6. Context. When I interviewed men in depression, in a number of interviews, my interviewees referred to me as a man. Whether I liked it or not, it became relevant in the interview. It is more than likely that it also had some impact on what and how the interviewees talked during our conversations. And so, I’d risk a statement that who you are might sometimes be more important than who your informants are. Reflecting on it is, I think, important and, incidentally, I am directing these words to myself, too. I don’t think I do enough of it.

It’s important because it’s about co-constructing the data. How? I don’t know. But if the ‘men in depression’ were roughly my age plus/minus 10 years, there is little doubt, I think, we shared many experiences of what it is to be a man, a father, which, sometimes, was made explicit. That helped my interviewing, of course, but it also raised the issue of ‘whose data’ I was collecting.

To be honest, I haven’t got clear and simple ‘advice’ as to what to do. I think it’s complex, but I also think it’s important to engage in such reflection. There aren’t ‘interviews’, there are ‘Dariusz’s interviews’ and that’s very different, I think.

So, here you are.

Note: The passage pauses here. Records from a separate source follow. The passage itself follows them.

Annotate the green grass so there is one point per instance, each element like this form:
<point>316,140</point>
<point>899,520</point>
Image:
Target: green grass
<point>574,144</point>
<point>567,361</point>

This is my take on how to do qualitative research. It’s by no means comprehensive, it needs considerably more nuance – after all, I’m sure we all have said a number of times that there isn’t any ‘qualitative research’, as if it were this homogeneous blob of research. But I hope we can continue debating.


  1. Well then, I think you have very good reasons to write such a book! No pressure, though…:) On a more personal note, I just wanted to say that your “Men’s discourses of depression” brought back my faith in qualitative research. It is one of those books that very tangibly provided me with the answer to the question about the purpose of DA. It beautifully shows why this kind of research is useful. I personally thing that methodology, among other things, is its greatest strength.

    Recently I heard from a psychologist that discourse analysts make things up… I wish I had your book on me to show her what sound qualitative research does…

    1. Dariusz Galasinski

      Thank you. I really appreciate your comment on the book. You’ve made my day!

  2. Great post, thank you! One of the things that I’ve realized reading your recent blog-posts is that I’d absolutely love to read your book on methodology. Yes, I know it doesn’t exist…yet…;) but perhaps you might consider writing one? Just sayin’…

    1. Dariusz Galasinski

      Thank you. it’s a very kind comment. There is something really ironic in this all. Those who know me well, know that I’ve always thought methodology is my weakest side and I’ve always been loath to engage in methodological debates. So, I was writing my comments on qualitative research with a certain disbelief. To be honest, I keep wondering whether I have reached a level of research maturity which allows me to make comments I’ve made or, perhaps, qualitative research I am in touch with has gone much too sloppy. I’m afraid I tend to favour the latter option.